CEBU, Philippines — The Bureau of Internal Revenue in Cebu (BIR-13) is targeting to collect P34.75 billion in taxes this year, as the agency looks to boost taxpayer enforcement after it missed to hit its tax goal in 2018.

 

BIR-13 assistant regional director VC Cadangen said yesterday the bureau will further step up its enforcement efforts to ensure tax evaders are penalized.

 

"We are also focusing on strict monitoring our medium taxpayers," the official told The FREEMAN in a phone interview yesterday.

Of the total goal for 2019, BIR-13 is tasked to collect P19.44 billion in income taxes, P11.33 billion in value-added taxes and P20.45 million in excise taxes.

If the corporate tax reform will be passed this year, the agency has targeted to rake in an additional P702.60 million in taxes if such measure gets implemented.

The government’s corporate tax reform aims to cut corporate taxes and rationalize fiscal incentives.

"We are awaiting the Congress for the TRAIN (Tax Reform for Acceleration and Inclusion) 1B to get passed," Cadangen noted.

BIR-13, the agency collecting taxes in Cebu and Bohol, missed to meet its collection goal in 2018, the year when the government implemented the first package of its comprehensive tax reform program.

BIR-13 collected a total of P27.89 billion in taxes, 12.95% short of the agency's P32.04-billion collection goal for the year.

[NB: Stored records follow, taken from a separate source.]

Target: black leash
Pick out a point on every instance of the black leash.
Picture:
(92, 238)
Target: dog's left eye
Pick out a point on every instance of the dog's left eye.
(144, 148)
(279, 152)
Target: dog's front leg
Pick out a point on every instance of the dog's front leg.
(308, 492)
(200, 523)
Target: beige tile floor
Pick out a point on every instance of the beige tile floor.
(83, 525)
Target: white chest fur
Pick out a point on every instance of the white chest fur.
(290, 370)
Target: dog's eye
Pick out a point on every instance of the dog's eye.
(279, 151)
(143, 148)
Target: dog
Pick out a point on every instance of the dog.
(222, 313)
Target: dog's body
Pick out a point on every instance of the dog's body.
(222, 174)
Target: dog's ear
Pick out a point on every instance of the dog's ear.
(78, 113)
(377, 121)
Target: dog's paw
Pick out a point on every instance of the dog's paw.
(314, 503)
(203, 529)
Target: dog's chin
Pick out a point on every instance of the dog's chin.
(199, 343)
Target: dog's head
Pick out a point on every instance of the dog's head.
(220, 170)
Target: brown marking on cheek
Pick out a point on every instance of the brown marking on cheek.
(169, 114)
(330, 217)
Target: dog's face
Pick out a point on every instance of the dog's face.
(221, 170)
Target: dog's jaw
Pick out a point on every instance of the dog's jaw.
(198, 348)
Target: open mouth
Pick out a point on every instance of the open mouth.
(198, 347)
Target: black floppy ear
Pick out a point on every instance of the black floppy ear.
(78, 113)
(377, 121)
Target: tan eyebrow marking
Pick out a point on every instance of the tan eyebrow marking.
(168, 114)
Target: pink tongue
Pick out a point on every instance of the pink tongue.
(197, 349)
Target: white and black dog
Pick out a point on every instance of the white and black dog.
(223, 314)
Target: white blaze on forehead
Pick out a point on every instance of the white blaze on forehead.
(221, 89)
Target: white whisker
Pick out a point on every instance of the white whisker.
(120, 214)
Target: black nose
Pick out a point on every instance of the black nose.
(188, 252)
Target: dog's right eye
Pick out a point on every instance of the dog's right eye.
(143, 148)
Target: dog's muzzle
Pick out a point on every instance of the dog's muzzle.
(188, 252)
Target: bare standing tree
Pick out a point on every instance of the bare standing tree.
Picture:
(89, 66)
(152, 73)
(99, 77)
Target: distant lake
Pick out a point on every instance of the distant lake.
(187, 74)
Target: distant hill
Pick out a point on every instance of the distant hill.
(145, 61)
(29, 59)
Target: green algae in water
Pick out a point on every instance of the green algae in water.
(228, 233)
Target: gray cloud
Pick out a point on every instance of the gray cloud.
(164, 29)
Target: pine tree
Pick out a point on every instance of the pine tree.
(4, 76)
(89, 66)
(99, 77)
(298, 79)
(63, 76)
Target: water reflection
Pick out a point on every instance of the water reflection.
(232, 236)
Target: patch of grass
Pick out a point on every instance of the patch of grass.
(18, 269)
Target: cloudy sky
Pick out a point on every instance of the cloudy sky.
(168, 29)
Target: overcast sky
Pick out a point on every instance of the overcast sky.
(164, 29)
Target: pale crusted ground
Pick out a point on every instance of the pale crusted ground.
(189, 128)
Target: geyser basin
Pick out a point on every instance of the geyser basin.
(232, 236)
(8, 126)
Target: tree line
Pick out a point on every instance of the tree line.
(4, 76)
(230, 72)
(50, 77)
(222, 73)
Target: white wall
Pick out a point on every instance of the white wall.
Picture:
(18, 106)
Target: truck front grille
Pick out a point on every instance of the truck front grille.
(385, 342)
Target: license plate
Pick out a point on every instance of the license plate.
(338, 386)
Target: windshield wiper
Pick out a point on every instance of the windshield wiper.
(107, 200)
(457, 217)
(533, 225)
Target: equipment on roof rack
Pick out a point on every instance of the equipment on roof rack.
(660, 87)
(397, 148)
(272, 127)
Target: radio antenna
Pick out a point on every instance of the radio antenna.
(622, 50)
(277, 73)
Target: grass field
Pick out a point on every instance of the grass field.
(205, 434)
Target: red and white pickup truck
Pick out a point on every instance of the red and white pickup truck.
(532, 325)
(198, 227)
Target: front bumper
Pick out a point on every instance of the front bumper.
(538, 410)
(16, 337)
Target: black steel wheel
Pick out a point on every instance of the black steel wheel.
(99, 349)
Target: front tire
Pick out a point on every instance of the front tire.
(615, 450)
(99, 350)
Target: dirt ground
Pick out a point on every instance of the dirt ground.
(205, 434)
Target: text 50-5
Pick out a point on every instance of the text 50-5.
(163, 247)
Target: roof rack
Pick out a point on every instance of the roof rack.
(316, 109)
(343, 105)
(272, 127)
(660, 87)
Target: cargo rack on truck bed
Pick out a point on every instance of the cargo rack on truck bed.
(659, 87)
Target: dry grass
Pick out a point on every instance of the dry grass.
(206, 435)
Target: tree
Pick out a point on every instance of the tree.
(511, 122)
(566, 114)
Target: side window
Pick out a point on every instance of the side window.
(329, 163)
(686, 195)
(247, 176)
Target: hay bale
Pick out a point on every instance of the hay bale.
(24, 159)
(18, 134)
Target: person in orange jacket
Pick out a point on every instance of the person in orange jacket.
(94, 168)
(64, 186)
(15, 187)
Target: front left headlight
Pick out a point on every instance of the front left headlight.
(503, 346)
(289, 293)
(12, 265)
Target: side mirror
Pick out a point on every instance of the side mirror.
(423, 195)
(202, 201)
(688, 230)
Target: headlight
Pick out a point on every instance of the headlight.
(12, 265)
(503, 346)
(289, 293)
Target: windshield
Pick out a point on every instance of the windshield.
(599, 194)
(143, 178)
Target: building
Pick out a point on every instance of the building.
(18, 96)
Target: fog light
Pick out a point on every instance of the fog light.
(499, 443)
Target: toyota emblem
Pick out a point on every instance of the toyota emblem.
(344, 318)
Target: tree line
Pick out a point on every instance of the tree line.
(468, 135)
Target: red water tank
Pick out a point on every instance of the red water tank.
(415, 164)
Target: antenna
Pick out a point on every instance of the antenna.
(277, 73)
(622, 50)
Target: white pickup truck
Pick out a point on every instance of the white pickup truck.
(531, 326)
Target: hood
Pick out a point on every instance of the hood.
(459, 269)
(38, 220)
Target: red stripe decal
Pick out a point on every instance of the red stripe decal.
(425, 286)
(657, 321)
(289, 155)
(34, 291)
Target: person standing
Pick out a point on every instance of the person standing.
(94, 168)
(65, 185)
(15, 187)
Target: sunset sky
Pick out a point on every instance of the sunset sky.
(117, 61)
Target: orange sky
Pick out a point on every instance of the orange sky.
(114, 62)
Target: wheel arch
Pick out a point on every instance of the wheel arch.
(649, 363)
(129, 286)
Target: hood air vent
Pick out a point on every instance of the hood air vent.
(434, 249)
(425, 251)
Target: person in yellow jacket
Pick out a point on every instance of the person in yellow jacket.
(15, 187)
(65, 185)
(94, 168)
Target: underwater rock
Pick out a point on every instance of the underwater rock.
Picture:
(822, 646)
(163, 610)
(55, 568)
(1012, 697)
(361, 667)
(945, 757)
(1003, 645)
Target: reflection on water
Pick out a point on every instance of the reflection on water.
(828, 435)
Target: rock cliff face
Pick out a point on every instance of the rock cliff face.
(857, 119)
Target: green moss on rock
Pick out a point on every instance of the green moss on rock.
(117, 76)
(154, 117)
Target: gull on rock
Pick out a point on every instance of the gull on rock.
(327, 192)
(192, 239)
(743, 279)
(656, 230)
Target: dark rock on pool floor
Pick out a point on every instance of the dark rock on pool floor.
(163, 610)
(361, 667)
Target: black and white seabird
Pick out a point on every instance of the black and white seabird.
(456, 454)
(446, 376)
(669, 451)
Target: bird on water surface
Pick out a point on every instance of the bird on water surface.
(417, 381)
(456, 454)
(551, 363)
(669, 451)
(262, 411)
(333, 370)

The 2018 collection was, however, was up 5% from P26.52 billion collected in 2017.

The first package of the TRAIN Law -- which cuts personal income taxes but imposes new excise taxes on cigarettes, sugary drinks, oil products and vehicles, among other goods -- affected the agency's collection performance last year.

The TRAIN Law had raised the tax-exempt cap on personal income tax to an annual salary of P250,000, significantly affecting BIR's tax collections.

The TRAIN law, signed by President Duterte in December 2017, took effect since Jan. 1 last year, imposing new excise taxes on certain goods, to compensate for the restructured personal income tax regime that raised the tax-exempt cap to an annual salary of P250,000.

The excise taxes on the said goods were new levies, giving the government fresh sources of revenue.

The government was expecting that the new taxes on consumption would compensate for the lower personal income tax rates under the TRAIN Law, which pulled down income tax collections last year.